The new figures come less than a month after the Biden administration announced its plan to reduce overdose deaths. The Overdose Prevention Plan puts an emphasis on harm reduction by reducing barriers to treatment and overdose prevention. The administration said it had budgeted more than $11bn for 2022 to increase access to substance use treatment programmes.

Throughout the last year, people on the frontline of the opioid crisis sounded the alarm over rising overdose deaths as the pandemic created a perfect storm of conditions. Amanda Coleman, who runs a homeless shelter in Huntington, West Virginia – a town once known as “ground zero” of the opioid crisis — told The Independent earlier this year that she saw a spike in overdoses whenever stimulus cheques arrived.

“We were handing them Naloxone with their cheques,” she said, referring to the medication that revives someone who has overdosed.

“It was overdoses in our shelter, down the block. People would come running from two blocks away to ask for help. It was people coming in and saying, ‘I ODed three times this weekend’, or, ‘My friend ODed.’” she said.

Some addiction centres were forced to close temporarily due to public health measures. The increased isolation of lockdowns led to more people taking drugs alone, which meant people who overdosed had no one present to administer emergency life-saving treatment.

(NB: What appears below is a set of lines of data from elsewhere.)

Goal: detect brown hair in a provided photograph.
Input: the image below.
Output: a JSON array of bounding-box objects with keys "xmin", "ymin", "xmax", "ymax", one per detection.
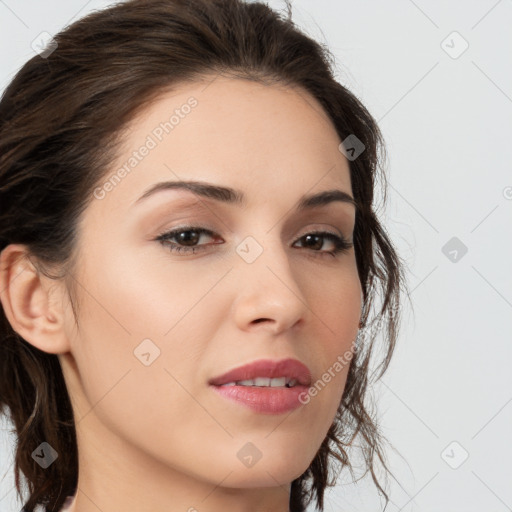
[{"xmin": 0, "ymin": 0, "xmax": 404, "ymax": 512}]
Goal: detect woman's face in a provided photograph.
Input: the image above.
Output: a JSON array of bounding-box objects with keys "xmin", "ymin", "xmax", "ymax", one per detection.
[{"xmin": 59, "ymin": 77, "xmax": 362, "ymax": 510}]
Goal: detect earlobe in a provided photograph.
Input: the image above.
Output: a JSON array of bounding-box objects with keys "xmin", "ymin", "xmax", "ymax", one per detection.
[{"xmin": 0, "ymin": 244, "xmax": 69, "ymax": 354}]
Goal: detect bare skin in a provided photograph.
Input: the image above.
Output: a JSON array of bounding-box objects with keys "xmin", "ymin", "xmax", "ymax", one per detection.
[{"xmin": 0, "ymin": 77, "xmax": 362, "ymax": 512}]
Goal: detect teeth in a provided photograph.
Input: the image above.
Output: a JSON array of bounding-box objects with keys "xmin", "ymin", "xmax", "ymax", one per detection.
[{"xmin": 223, "ymin": 377, "xmax": 297, "ymax": 388}]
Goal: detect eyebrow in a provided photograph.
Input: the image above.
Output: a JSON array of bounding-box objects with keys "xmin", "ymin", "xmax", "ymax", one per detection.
[{"xmin": 134, "ymin": 181, "xmax": 359, "ymax": 211}]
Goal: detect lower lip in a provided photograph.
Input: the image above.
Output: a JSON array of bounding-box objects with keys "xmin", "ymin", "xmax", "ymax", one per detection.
[{"xmin": 211, "ymin": 386, "xmax": 308, "ymax": 414}]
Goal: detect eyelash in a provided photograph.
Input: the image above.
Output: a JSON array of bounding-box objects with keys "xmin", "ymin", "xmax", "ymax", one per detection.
[{"xmin": 155, "ymin": 226, "xmax": 354, "ymax": 258}]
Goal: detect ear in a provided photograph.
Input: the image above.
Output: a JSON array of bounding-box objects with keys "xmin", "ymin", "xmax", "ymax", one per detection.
[{"xmin": 0, "ymin": 244, "xmax": 69, "ymax": 354}]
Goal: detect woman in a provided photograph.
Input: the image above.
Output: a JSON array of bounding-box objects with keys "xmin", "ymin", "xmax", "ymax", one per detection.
[{"xmin": 0, "ymin": 0, "xmax": 404, "ymax": 512}]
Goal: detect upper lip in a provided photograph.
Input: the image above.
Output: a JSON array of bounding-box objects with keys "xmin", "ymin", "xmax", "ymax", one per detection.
[{"xmin": 209, "ymin": 358, "xmax": 311, "ymax": 386}]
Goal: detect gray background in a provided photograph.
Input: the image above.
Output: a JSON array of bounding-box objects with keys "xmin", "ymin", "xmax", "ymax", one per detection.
[{"xmin": 0, "ymin": 0, "xmax": 512, "ymax": 512}]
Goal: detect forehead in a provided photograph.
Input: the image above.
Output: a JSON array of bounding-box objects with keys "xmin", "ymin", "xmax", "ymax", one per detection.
[{"xmin": 90, "ymin": 77, "xmax": 351, "ymax": 218}]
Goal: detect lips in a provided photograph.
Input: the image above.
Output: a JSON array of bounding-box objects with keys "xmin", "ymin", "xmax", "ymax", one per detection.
[{"xmin": 208, "ymin": 358, "xmax": 311, "ymax": 386}]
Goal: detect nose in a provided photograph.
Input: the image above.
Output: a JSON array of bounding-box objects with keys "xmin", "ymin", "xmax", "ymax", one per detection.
[{"xmin": 233, "ymin": 242, "xmax": 311, "ymax": 335}]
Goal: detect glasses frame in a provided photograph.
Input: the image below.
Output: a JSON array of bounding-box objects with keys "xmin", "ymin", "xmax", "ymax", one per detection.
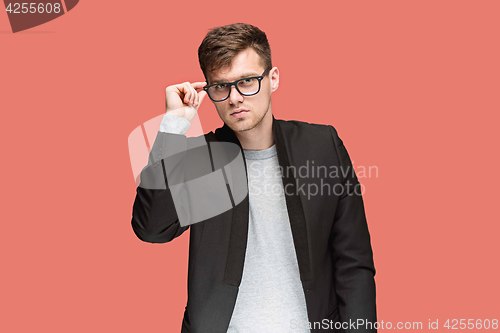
[{"xmin": 203, "ymin": 68, "xmax": 270, "ymax": 103}]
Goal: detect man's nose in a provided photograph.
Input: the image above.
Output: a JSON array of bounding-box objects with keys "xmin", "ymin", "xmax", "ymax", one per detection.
[{"xmin": 229, "ymin": 86, "xmax": 243, "ymax": 105}]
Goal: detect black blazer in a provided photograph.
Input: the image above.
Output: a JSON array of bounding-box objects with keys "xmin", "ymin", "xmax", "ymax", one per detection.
[{"xmin": 132, "ymin": 117, "xmax": 376, "ymax": 333}]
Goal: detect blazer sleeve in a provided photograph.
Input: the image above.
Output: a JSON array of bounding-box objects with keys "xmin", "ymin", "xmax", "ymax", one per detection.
[
  {"xmin": 330, "ymin": 126, "xmax": 377, "ymax": 333},
  {"xmin": 132, "ymin": 131, "xmax": 189, "ymax": 243}
]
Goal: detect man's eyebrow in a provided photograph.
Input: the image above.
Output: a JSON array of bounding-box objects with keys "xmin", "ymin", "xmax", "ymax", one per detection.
[{"xmin": 212, "ymin": 72, "xmax": 260, "ymax": 83}]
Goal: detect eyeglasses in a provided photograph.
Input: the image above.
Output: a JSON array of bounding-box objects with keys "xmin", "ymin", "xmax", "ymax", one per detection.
[{"xmin": 203, "ymin": 69, "xmax": 269, "ymax": 102}]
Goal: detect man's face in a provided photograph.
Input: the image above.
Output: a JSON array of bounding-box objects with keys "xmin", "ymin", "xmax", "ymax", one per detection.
[{"xmin": 208, "ymin": 48, "xmax": 279, "ymax": 132}]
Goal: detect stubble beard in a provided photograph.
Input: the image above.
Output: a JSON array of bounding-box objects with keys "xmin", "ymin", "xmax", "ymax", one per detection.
[{"xmin": 231, "ymin": 107, "xmax": 269, "ymax": 132}]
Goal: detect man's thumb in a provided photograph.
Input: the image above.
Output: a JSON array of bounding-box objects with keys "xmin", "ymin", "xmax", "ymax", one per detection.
[{"xmin": 198, "ymin": 90, "xmax": 207, "ymax": 108}]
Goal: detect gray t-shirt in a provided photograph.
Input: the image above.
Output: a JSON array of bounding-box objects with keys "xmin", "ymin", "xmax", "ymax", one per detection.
[
  {"xmin": 160, "ymin": 114, "xmax": 309, "ymax": 333},
  {"xmin": 227, "ymin": 145, "xmax": 309, "ymax": 333}
]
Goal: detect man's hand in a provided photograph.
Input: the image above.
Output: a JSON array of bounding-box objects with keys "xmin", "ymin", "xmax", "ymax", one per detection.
[{"xmin": 166, "ymin": 82, "xmax": 207, "ymax": 122}]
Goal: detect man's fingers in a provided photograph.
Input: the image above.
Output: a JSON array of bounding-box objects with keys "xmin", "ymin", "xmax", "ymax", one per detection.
[{"xmin": 196, "ymin": 90, "xmax": 207, "ymax": 108}]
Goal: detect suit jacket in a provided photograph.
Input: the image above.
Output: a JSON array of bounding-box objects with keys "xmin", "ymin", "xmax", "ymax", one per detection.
[{"xmin": 132, "ymin": 117, "xmax": 376, "ymax": 333}]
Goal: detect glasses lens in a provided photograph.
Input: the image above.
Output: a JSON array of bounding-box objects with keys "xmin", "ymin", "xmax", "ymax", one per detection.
[
  {"xmin": 207, "ymin": 83, "xmax": 229, "ymax": 101},
  {"xmin": 238, "ymin": 78, "xmax": 259, "ymax": 95}
]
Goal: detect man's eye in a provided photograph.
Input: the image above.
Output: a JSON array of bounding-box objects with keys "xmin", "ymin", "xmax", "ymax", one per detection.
[
  {"xmin": 240, "ymin": 78, "xmax": 255, "ymax": 85},
  {"xmin": 215, "ymin": 83, "xmax": 227, "ymax": 90}
]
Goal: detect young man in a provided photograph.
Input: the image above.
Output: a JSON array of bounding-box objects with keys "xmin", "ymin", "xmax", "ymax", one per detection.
[{"xmin": 132, "ymin": 23, "xmax": 376, "ymax": 333}]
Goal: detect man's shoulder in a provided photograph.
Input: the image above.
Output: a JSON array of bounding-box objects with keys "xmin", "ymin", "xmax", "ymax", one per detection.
[{"xmin": 276, "ymin": 119, "xmax": 336, "ymax": 140}]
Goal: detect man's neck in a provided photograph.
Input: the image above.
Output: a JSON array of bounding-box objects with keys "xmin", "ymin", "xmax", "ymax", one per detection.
[{"xmin": 235, "ymin": 110, "xmax": 274, "ymax": 150}]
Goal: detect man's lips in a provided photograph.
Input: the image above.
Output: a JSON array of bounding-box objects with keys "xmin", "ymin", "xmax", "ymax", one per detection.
[
  {"xmin": 231, "ymin": 109, "xmax": 248, "ymax": 116},
  {"xmin": 231, "ymin": 109, "xmax": 248, "ymax": 118}
]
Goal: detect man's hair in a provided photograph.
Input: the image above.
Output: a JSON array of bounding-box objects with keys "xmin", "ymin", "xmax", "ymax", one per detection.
[{"xmin": 198, "ymin": 23, "xmax": 273, "ymax": 81}]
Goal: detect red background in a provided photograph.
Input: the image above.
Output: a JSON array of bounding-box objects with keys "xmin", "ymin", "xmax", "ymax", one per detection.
[{"xmin": 0, "ymin": 0, "xmax": 500, "ymax": 332}]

Chelsea Carter, who works at the Brighter Futures rehab clinic, told The Independent in June: “What’s happened now is all these people are still using alone and at home. Nobody’s there to call 911 when they overdose. So we have people dying at big rates.”

“Now it’s nothing to hear two, three, four people a day overdosing, and sometimes on even larger scales than that. It just depends on what’s going around.”